PRETORIA, South Africa (HedgeWorld.com)–Education, additional regulation and transparency may be some of what’s holding back the South African hedge fund market, especially when it comes to wooing pension funds, according to a recent survey.
Conducted by the Department of Financial Management at the University of Pretoria and commissioned by SEI Investments South Africa, the research shows that 40% of South African retirement funds already are investing in offshore hedge funds, while 60% said that they haven’t considered doing so.
The university polled 41 randomly selected retirement fund trustees that represent 87 retirement funds with assets totaling R158 billion (US$21.6 billion). According to researchers, the universe they interviewed represents about 28% of the South African retirement fund market.
What they found was that of those pension funds already invested in hedge funds, 62% said they would consider using them in the future but were prevented from further investment due to their funds’ current investment strategy, lack of knowledge or limitations in the existing pension fund regulations and a lack of suitable funds from which to choose.
Much of that may have to do with the current legislative demands. Legislation in the works is expected to register funds of funds and to allow them to be offered to retail investors, while South African hedge funds would continue to be sold to private sophisticated investors only.

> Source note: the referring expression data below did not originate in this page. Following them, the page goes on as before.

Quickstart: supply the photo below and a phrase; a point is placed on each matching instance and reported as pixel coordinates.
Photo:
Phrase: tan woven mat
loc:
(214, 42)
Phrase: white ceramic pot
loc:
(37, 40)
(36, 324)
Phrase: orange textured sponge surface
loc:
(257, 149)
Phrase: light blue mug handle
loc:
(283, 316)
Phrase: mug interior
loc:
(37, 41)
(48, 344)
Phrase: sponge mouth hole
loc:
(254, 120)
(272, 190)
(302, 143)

Officials at Bank of Bermuda and Cape Town, South Africa-based Investment Data Services hope that legislation would be forthcoming by year-end and that likely will be similar to laws in other countries that have started to offer hedge funds as of late, such as Singapore and Hong Kong. The Hamilton, Bermuda-based administrator inked a deal with IDS last month Previous HedgeWorld Story.
A majority of the fund trustees polled (68%) said that their knowledge of hedge funds was poor or average, and 59% said they relied mostly on the financial press to get information on hedge funds rather than investment consultants and direct marketing sources.